Fundamental Limitations: Current LLMs lack robust mechanisms to dynamically modify or extend internal knowledge graphs in response to conflicting or novel information
Pervasive Failure Modes: Context neglect and context overfitting issues persist across different prompting strategies and fine-tuning methods
Limited Fine-tuning Effectiveness: Simple fine-tuning methods cannot effectively address counterfactual reasoning problems and may damage existing knowledge

Limitations

Simplified Settings: Counterfactual premises in synthetic environments expressed as static knowledge graph single-edge edits, queries limited to two-hop chains
Insufficient Complexity: Real-world scenarios involve multi-predicate interactions, ambiguous or probabilistic relations, multi-source noisy evidence
Depth Constraints: Not extended to deeper and noisier multi-hop relations

Future Directions

Novel Modeling Paradigms: Need to develop new modeling and training paradigms that dynamically integrate stored and contextual knowledge without compromising either
Mechanism Research: Deeper investigation into mechanisms for implementing selective knowledge override
Complexity Extension: Extend analysis to deeper, more complex multi-hop relations and real-world scenarios

In-Depth Evaluation

Strengths

Problem Importance: Identifies and systematically investigates critical limitations of LLMs in knowledge conflict scenarios
Rigorous Experimental Design: Combines real-world and synthetic environments for comprehensive analytical perspective
Insightful Findings: Reveals two distinct failure modes, providing important insights for understanding LLM behavior
Methodological Contribution: Proposes effective framework for evaluating counterfactual reasoning capabilities

Weaknesses

Solution Absence: Primarily identifies problems without proposing effective solutions
Limited Model Coverage: Tests primarily on few models, lacking broader model evaluation
Task Complexity: Current task settings relatively simple with gaps to real-world applications
Insufficient Theoretical Analysis: Lacks deep theoretical explanation of failure mechanisms

Impact

Academic Value: Provides important foundation for LLM knowledge integration research, potentially inspiring future research directions
Practical Significance: Offers important guidance for RAG systems and applications requiring dynamic knowledge integration
Warning Function: Alerts researchers and practitioners to LLM limitations in knowledge conflict scenarios

Applicable Scenarios

Retrieval-Augmented Systems: Guides RAG system design when handling conflicting information
Interactive AI: Provides reference for dialogue systems needing to handle hypothetical scenarios
Safety-Critical Applications: Requires special caution when applying in domains demanding accurate conditional reasoning

References

The paper cites important works in related fields, including:

Multi-hop QA benchmarks (HotpotQA, NaturalQuestions)
Knowledge conflict handling methods (RAG, REALM, DPR)
Causal reasoning evaluation (CLadder, CounterBench)
LLM mechanism analysis (Grokking transformers, etc.)

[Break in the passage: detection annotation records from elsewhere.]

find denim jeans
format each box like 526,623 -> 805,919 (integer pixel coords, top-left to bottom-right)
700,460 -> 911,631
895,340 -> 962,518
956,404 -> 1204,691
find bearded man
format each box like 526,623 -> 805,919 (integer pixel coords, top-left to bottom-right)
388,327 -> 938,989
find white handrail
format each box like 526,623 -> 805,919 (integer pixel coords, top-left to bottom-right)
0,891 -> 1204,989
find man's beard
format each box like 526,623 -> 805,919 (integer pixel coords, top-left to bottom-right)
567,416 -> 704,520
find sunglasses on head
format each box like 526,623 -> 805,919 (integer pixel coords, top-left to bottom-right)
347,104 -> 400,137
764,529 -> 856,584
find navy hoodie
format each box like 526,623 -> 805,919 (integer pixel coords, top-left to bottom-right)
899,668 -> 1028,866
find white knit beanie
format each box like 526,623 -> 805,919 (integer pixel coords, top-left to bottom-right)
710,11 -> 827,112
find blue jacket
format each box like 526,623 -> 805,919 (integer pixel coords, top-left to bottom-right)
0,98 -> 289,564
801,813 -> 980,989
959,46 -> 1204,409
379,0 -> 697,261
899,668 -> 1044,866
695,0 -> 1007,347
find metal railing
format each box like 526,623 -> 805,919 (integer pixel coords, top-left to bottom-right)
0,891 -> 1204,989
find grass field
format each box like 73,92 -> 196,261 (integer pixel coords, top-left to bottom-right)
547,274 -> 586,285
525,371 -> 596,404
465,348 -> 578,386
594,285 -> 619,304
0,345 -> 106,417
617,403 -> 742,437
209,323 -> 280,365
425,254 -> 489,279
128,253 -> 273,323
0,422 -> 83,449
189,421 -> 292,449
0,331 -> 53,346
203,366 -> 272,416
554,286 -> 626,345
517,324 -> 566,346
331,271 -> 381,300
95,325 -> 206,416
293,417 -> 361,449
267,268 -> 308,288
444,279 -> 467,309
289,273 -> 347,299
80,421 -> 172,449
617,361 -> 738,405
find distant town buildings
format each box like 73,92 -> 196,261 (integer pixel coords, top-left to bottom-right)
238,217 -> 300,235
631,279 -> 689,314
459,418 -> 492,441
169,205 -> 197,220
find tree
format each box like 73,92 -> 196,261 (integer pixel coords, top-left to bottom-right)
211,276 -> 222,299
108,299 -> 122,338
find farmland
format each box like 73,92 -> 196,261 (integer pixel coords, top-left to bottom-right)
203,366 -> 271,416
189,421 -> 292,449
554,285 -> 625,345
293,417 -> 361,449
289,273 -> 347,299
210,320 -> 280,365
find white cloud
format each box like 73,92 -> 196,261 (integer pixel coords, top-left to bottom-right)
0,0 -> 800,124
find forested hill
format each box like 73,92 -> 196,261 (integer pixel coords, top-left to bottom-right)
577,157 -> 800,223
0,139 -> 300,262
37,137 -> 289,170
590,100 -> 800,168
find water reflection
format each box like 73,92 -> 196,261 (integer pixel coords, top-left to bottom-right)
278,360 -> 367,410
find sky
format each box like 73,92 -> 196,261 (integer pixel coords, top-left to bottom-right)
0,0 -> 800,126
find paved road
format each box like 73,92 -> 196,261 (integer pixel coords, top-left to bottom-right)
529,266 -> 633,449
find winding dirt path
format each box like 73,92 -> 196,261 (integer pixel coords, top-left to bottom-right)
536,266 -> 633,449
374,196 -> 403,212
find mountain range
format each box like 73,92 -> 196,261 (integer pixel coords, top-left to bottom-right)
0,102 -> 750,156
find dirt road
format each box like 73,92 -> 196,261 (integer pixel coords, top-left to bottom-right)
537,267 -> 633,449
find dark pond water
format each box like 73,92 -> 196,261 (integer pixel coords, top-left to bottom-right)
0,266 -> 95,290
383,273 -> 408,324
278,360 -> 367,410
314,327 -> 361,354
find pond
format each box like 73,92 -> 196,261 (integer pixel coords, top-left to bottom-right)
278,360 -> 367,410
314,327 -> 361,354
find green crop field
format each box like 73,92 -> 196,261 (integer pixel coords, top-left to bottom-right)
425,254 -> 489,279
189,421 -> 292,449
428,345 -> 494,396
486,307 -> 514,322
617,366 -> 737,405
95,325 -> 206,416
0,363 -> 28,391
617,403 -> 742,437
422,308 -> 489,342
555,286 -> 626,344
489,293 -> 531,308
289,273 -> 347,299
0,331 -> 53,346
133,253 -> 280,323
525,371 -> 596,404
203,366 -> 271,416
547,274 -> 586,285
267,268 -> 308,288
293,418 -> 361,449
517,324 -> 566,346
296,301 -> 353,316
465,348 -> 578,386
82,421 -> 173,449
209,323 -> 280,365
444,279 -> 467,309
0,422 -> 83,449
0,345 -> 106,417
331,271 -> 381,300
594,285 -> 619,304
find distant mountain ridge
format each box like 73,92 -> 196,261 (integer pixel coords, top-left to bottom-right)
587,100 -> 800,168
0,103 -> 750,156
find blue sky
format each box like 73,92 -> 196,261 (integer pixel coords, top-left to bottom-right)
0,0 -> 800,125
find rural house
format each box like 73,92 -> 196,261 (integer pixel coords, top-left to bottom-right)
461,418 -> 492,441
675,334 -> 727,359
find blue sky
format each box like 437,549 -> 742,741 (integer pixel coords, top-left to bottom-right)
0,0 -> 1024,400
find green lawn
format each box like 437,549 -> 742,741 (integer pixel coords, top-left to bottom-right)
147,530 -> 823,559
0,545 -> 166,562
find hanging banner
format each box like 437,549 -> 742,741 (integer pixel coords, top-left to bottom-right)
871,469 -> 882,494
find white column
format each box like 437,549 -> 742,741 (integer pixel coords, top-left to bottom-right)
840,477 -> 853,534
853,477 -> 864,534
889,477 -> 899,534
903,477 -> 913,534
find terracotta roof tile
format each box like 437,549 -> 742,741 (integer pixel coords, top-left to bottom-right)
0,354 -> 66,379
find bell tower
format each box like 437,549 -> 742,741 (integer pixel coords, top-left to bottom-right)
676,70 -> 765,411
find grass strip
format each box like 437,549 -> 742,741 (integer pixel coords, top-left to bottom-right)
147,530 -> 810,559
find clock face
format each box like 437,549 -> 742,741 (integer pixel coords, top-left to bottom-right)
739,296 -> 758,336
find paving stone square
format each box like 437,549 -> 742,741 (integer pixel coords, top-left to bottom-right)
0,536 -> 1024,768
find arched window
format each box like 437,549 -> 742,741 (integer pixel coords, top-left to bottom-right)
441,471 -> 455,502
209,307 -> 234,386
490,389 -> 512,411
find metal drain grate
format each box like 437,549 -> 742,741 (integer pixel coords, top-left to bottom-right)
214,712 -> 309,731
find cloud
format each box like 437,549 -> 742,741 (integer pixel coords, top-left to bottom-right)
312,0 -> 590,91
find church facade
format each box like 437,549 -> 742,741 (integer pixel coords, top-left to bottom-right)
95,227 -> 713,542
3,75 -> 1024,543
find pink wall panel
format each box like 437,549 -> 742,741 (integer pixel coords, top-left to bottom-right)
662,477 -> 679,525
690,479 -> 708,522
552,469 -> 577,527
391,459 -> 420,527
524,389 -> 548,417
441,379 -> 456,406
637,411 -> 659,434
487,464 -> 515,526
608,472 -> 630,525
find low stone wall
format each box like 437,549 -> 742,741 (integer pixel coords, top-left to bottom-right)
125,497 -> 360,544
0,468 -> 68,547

Overall Assessment: This is a high-quality research paper that systematically identifies and analyzes important limitations of LLMs in counterfactual reasoning. While not providing complete solutions, it establishes an important foundation for understanding and improving LLMs' knowledge integration capabilities, significantly advancing the field's development.